Saturday, September 28, 2013

When Did You Last See Your Father?

Director: Anand Tucker
Cast: Jim Broadbent, Colin Firth, Juliet Stevenson, Gina McKee, Sarah Lancashire, Elaine Cassidy, Clare Skinner
Genre: Biography/Drama 2007
Running time: 92 mins.
Rating:★★★

An accomplished writer and poet, Blake Morrison (Colin Firth) has come to his parents' home to spend the few final days with his dying father, Arthur (Jim Broadbent), a kindhearted but exasperating country doctor whose oftentimes boorish behavior has led to his son's increasing estrangement. Yet as Arthur slowly slips away, memories of their past (both good and bad), force Blake to accept the possibility that his "immortal, invincible, and infallible" father is, after all, only human. Adapted from the memoirs by Blake Morrison.

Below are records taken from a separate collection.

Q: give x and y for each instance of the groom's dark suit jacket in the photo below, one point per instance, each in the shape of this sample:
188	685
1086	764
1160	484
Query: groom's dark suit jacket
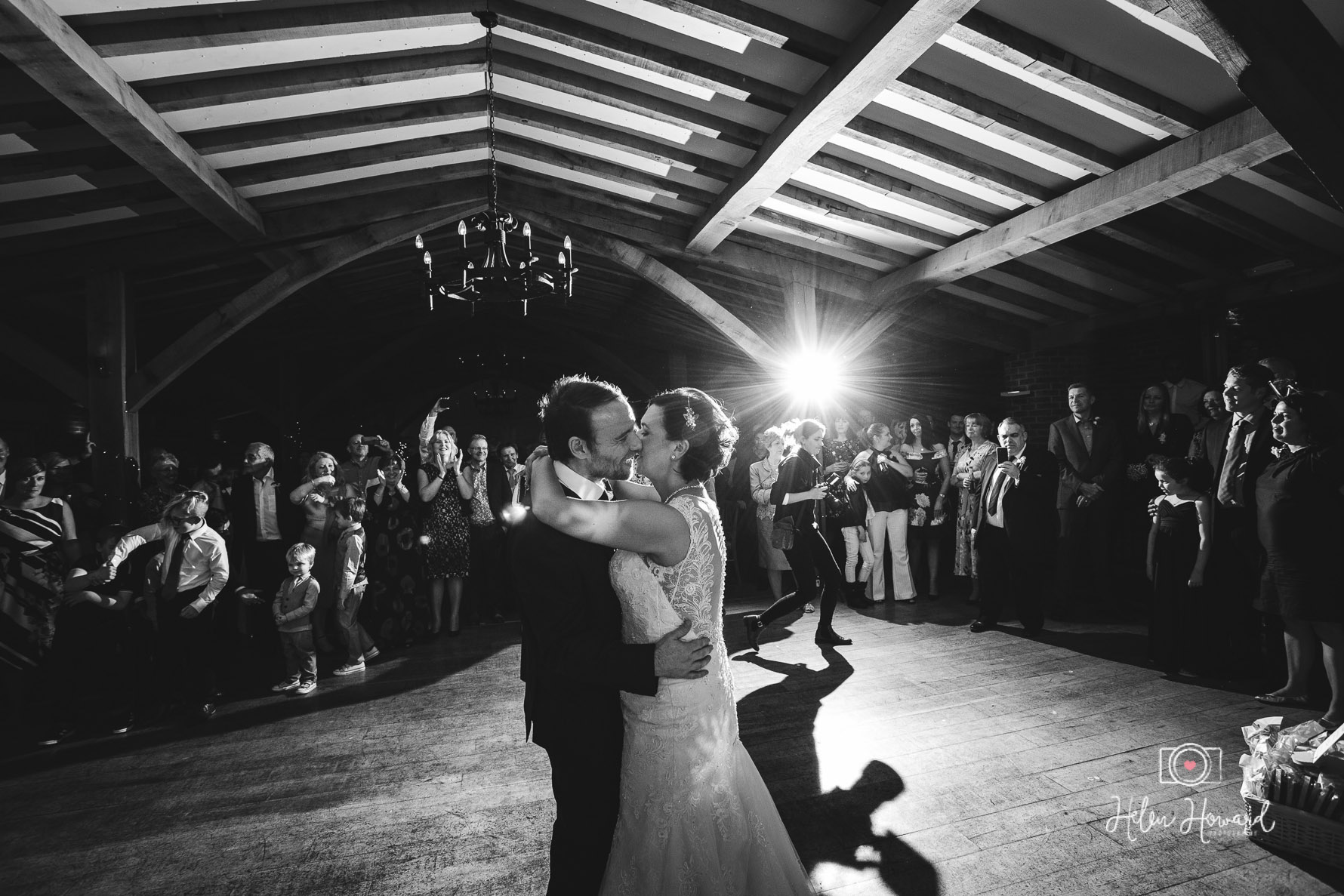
573	660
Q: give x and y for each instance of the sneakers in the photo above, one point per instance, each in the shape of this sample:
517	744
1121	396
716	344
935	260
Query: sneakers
55	734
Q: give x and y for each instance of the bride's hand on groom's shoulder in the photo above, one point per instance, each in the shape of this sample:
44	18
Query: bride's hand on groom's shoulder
677	658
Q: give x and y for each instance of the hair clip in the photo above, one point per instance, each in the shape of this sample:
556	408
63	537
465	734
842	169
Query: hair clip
690	417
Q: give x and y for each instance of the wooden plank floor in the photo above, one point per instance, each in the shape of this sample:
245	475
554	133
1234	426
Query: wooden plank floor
920	761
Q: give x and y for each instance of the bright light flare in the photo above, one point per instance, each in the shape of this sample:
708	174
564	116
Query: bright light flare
813	377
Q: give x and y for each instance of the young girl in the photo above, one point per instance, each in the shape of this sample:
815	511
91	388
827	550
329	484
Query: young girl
1178	554
854	523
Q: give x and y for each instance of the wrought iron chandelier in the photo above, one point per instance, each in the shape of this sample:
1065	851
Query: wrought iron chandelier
495	279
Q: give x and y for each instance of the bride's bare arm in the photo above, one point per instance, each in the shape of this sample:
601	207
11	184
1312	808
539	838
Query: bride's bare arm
646	527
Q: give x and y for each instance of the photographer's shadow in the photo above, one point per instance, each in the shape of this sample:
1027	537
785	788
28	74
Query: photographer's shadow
834	827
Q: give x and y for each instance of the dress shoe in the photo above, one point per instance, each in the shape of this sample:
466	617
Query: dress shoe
753	627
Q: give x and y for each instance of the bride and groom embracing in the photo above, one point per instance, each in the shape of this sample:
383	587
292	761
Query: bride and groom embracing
628	684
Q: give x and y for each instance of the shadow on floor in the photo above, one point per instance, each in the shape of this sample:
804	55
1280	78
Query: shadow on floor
777	727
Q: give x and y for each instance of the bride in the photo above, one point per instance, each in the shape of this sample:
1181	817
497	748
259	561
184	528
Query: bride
695	814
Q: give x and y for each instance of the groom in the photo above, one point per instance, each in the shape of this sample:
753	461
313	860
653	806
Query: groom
574	663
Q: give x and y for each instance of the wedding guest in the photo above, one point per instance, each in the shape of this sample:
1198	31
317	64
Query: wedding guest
1183	393
1015	532
1092	461
854	530
194	573
763	476
86	670
928	512
292	609
316	494
396	599
446	531
842	445
889	494
1179	546
797	496
973	463
1214	413
1300	519
38	543
360	472
1238	453
351	585
163	488
957	439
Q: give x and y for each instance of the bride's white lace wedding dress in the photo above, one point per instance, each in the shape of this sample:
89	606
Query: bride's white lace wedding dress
695	816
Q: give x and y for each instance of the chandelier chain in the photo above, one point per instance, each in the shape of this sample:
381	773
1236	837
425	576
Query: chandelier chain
489	105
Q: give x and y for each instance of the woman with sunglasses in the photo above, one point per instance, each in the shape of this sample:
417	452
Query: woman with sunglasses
194	571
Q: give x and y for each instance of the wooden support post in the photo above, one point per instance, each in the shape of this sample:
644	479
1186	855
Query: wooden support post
113	426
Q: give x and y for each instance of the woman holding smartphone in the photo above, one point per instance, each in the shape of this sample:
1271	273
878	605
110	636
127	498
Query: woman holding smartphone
448	539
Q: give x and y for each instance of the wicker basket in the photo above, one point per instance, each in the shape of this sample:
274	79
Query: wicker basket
1295	830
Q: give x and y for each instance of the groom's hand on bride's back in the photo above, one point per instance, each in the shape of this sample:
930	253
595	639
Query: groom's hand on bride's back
677	658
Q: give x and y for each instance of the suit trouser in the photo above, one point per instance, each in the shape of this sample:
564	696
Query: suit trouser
586	782
892	525
187	649
809	558
1085	547
1008	574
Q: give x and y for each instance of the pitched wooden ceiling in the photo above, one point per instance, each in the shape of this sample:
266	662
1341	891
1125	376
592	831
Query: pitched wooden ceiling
969	174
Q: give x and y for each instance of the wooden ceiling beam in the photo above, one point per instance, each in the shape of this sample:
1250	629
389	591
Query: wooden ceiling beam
1044	60
668	281
1285	62
48	51
1233	144
898	35
280	285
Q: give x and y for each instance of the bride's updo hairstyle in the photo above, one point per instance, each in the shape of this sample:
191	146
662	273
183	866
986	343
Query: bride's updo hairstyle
698	418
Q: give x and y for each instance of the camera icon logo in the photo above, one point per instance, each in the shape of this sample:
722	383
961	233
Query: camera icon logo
1190	765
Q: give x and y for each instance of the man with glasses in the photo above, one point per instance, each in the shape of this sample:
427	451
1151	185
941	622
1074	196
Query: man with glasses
194	571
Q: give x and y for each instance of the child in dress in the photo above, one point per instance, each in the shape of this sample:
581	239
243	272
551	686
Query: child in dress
854	528
293	605
1178	555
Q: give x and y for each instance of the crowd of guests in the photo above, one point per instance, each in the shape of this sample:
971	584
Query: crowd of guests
1216	511
239	580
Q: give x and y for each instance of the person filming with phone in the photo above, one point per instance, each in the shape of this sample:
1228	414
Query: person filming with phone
1015	532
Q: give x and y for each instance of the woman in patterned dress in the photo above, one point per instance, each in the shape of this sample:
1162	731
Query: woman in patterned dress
448	540
969	475
398	609
933	477
36	547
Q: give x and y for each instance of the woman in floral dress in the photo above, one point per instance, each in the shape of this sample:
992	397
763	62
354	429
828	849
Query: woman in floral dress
968	475
930	484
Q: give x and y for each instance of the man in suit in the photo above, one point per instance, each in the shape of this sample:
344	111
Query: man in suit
262	524
1092	463
574	664
1015	532
1238	451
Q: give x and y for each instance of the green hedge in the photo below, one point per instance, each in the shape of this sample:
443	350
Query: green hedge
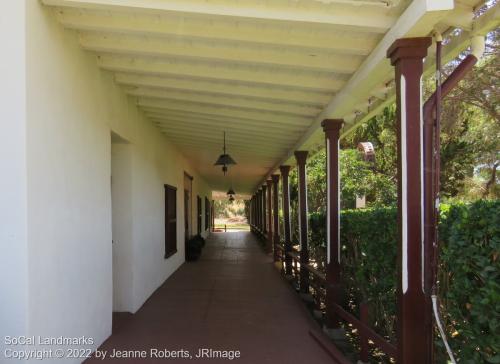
469	272
470	280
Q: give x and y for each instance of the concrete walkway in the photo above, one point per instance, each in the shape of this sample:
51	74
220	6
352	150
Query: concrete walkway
232	299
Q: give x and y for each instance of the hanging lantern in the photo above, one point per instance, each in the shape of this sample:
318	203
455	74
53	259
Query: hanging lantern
224	159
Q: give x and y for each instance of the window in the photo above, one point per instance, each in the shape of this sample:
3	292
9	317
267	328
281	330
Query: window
199	213
170	221
207	213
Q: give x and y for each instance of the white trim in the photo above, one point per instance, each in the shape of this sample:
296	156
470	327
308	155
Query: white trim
404	194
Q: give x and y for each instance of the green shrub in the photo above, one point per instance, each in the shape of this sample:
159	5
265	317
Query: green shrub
470	280
469	274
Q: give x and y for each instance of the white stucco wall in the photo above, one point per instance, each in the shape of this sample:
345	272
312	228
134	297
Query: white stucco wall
59	189
13	209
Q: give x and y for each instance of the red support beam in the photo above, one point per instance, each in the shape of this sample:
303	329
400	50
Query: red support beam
285	171
412	332
301	157
331	128
259	211
264	210
275	178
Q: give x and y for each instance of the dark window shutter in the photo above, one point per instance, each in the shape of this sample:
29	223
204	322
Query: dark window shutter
170	221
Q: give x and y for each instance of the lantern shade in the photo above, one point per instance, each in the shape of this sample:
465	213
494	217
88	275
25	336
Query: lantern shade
224	159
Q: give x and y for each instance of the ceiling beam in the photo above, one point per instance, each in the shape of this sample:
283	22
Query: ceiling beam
230	120
361	18
225	111
222	125
256	92
316	81
418	19
306	38
236	138
206	51
287	108
211	130
234	150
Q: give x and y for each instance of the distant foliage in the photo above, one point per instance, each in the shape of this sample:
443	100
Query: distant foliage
469	273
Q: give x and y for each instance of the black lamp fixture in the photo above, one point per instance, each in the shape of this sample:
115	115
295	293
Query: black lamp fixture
224	159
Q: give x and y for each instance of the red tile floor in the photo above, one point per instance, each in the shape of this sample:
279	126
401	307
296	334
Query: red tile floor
233	298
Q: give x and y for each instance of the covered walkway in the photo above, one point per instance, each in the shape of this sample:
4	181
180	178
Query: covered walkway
232	299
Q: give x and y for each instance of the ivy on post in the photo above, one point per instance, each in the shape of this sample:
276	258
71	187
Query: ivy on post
301	157
285	171
412	331
276	237
331	127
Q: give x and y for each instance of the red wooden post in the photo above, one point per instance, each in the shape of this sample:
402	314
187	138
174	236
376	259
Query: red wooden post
301	157
251	214
276	235
413	345
212	207
259	211
331	128
285	170
269	215
264	210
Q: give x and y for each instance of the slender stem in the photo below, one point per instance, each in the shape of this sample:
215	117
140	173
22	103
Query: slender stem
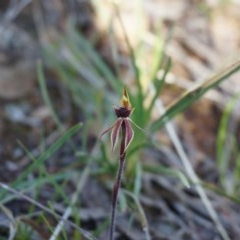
117	182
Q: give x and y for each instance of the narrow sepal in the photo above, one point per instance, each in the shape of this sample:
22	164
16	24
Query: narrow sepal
115	132
129	133
109	129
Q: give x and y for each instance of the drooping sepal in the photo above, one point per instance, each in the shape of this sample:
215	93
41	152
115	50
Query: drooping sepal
115	132
129	133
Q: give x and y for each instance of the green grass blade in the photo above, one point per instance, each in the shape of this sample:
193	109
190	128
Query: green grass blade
169	172
223	138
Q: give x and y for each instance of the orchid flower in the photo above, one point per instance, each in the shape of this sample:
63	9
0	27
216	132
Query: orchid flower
123	123
123	126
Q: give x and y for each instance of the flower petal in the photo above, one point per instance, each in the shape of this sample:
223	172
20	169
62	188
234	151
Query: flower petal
103	133
129	133
115	132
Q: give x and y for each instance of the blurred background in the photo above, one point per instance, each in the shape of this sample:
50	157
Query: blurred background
63	65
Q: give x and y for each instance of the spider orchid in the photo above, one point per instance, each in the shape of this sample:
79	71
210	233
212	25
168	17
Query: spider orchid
123	124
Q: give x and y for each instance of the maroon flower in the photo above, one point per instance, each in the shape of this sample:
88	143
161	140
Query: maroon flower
122	124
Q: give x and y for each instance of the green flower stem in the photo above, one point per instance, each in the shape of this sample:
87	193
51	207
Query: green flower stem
118	182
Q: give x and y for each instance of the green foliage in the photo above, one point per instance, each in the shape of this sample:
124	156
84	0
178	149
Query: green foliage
227	149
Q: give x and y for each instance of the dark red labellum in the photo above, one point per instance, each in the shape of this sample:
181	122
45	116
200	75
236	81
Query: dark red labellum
122	112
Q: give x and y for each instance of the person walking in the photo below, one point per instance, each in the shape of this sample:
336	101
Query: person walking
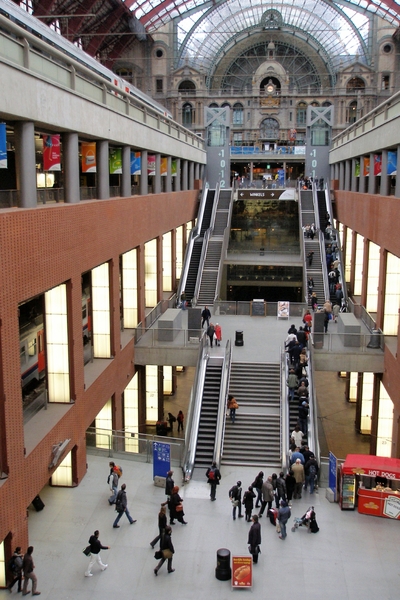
254	539
95	547
232	407
180	418
211	333
15	567
284	515
214	475
121	506
168	551
176	510
235	494
162	525
28	567
113	481
205	317
248	501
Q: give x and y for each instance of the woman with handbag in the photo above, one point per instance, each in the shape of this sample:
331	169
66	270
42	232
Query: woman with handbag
167	549
176	507
162	524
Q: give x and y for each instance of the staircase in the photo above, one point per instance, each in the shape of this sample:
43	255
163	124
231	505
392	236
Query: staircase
254	438
208	415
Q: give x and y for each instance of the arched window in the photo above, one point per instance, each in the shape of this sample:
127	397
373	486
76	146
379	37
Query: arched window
269	129
351	112
301	114
187	115
186	86
237	114
354	84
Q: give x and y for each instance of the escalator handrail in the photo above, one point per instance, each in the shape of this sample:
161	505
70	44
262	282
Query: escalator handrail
222	404
194	410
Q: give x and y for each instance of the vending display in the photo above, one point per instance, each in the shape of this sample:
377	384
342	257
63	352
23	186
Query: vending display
348	492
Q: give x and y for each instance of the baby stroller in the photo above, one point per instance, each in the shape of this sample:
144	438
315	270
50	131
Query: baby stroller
308	520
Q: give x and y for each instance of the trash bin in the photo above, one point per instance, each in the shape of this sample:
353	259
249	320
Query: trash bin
239	338
375	340
223	570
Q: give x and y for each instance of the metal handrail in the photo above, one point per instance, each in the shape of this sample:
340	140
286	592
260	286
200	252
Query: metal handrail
223	396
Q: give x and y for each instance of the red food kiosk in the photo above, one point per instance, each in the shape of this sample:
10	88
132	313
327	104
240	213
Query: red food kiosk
372	483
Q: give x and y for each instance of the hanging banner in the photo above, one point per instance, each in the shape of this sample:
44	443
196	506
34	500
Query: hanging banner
135	163
377	164
51	153
88	150
392	162
151	164
3	146
115	161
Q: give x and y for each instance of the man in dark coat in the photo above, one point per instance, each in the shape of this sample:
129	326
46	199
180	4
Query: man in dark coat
213	474
254	539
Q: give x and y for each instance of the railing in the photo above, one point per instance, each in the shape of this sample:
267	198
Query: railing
225	307
134	445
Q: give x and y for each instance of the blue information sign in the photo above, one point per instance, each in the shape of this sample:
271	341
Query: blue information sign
161	459
333	472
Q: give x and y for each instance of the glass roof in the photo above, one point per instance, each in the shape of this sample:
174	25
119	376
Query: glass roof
154	13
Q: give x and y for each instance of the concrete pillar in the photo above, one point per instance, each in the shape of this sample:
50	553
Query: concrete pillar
371	178
157	176
70	143
341	175
25	160
177	178
384	191
347	175
361	187
191	175
103	170
353	181
168	183
126	181
144	187
184	175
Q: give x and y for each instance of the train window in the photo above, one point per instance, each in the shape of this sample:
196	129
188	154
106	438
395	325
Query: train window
22	355
32	347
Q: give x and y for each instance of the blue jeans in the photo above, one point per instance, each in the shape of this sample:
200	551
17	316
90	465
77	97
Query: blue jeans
283	529
120	513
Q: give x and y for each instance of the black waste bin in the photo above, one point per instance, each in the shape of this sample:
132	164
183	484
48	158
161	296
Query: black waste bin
239	338
223	570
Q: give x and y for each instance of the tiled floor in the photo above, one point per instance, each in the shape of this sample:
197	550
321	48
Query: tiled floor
352	557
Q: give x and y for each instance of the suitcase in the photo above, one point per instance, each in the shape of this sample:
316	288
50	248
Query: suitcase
38	503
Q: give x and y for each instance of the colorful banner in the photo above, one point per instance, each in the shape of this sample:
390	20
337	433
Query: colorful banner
151	164
88	150
115	161
392	162
3	146
377	164
242	571
135	163
51	153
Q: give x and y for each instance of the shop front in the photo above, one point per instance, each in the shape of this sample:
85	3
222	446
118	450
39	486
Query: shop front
372	483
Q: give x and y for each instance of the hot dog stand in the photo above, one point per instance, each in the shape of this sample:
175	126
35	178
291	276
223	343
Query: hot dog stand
372	483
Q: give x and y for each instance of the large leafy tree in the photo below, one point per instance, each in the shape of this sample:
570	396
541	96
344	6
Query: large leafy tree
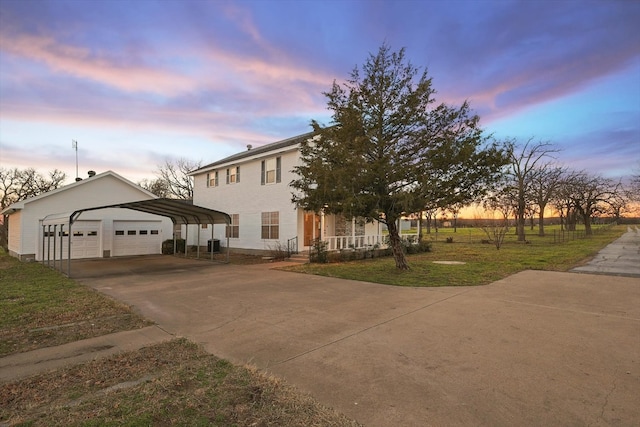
389	147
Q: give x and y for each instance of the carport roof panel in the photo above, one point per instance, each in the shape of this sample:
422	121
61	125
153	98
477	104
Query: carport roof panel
180	211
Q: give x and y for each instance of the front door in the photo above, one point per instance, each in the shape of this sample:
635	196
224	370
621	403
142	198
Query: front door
311	228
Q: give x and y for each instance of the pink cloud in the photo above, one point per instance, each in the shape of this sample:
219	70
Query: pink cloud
83	63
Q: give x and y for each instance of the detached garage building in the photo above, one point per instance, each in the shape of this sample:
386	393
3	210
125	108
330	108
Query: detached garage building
97	233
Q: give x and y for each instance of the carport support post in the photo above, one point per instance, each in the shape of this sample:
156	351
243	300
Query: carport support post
61	244
55	231
49	246
69	250
186	239
198	244
44	234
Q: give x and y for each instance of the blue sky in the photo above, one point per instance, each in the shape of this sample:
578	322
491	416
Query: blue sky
140	82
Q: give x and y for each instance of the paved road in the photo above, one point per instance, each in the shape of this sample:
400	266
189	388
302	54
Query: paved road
537	348
620	257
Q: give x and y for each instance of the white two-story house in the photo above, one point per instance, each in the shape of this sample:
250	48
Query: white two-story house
253	188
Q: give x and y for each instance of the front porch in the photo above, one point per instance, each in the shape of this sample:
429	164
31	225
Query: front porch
340	233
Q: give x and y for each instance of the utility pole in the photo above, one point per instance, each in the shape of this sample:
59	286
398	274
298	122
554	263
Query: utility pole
74	145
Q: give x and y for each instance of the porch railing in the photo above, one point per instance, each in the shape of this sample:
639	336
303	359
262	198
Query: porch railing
336	243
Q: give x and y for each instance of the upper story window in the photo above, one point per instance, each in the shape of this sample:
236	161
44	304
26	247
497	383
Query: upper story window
270	225
212	179
233	229
271	171
233	175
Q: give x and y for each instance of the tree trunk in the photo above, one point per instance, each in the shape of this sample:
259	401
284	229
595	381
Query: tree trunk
587	225
520	219
396	246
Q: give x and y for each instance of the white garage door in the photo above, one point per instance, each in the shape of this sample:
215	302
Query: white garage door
137	238
85	241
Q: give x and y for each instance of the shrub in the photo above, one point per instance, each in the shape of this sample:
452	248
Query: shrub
319	252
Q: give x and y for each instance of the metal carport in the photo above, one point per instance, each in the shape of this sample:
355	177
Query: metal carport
181	212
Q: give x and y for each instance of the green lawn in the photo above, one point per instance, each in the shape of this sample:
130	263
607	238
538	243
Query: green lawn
483	262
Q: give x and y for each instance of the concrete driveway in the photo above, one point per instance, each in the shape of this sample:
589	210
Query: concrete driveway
537	348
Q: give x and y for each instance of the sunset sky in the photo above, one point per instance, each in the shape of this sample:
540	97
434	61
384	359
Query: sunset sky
140	82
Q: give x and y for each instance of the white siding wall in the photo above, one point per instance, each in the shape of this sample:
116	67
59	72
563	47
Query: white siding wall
249	199
14	241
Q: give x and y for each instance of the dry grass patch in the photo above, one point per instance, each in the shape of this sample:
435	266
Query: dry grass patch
39	307
174	383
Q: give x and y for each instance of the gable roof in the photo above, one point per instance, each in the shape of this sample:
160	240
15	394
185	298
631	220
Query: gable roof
21	204
255	152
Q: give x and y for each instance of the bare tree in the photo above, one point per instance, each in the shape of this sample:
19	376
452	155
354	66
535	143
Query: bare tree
525	161
592	195
498	208
175	178
20	184
545	182
156	186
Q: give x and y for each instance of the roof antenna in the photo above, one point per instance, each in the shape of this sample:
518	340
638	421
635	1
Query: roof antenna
74	145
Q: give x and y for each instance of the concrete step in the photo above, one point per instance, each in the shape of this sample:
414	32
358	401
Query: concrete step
301	257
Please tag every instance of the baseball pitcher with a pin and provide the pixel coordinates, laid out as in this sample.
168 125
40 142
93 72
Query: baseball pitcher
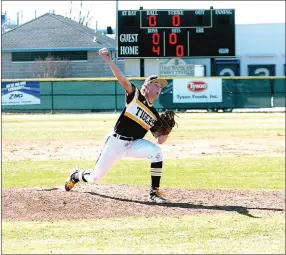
127 137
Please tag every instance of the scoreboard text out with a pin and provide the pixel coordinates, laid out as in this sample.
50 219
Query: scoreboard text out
176 33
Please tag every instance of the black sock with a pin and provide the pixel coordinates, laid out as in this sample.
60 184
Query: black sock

Wonderful use of warm and cool colors to bring you back and forth through Blake Morrison's (Colin Firth) memories of his life with his father (Jim Broadbent) with the days leading up to his father's dying days.  The warm and vibrant days, when Blake would try to rebel against his father's sometimes unconventional ways. Days when he would take risks and try to live on the "wild" side. The ever present, as the news of his father's struggle with cancer has turn to the worst, the blue and washed out undertones to illustrate the regret Blake's fractured relationship with his father, Arthur. How does one begin to glue back together the pieces with someone, who they spent a lifetime trying to runaway from that same person? How does go through life noticing everything going on and not being able to say anything because of how it may effect one's mother? Suppressed-unanswered questions of his father's choices and bad decisions that bring back some anger issues from his upbringing. Will he let those final days slip away before being able to say his final farewells to his father? What he soon discovers that with all of his father's faults and mistakes, they had some terrific and embarrassingly hilarious times together! Peace and forgiveness is made, perhaps not in the way Blake wanted, but in the way that nature allowed it.

The cinematography was beautifully done for even without the dialogue, soundtrack, or movement, you can still be struck to the core in awe and in love of your own father (biological or not). The growth and lavishness of the countryside to the cuts of man-made structures and roads, all illustrate all that was Blake's father and all the love his father gave him.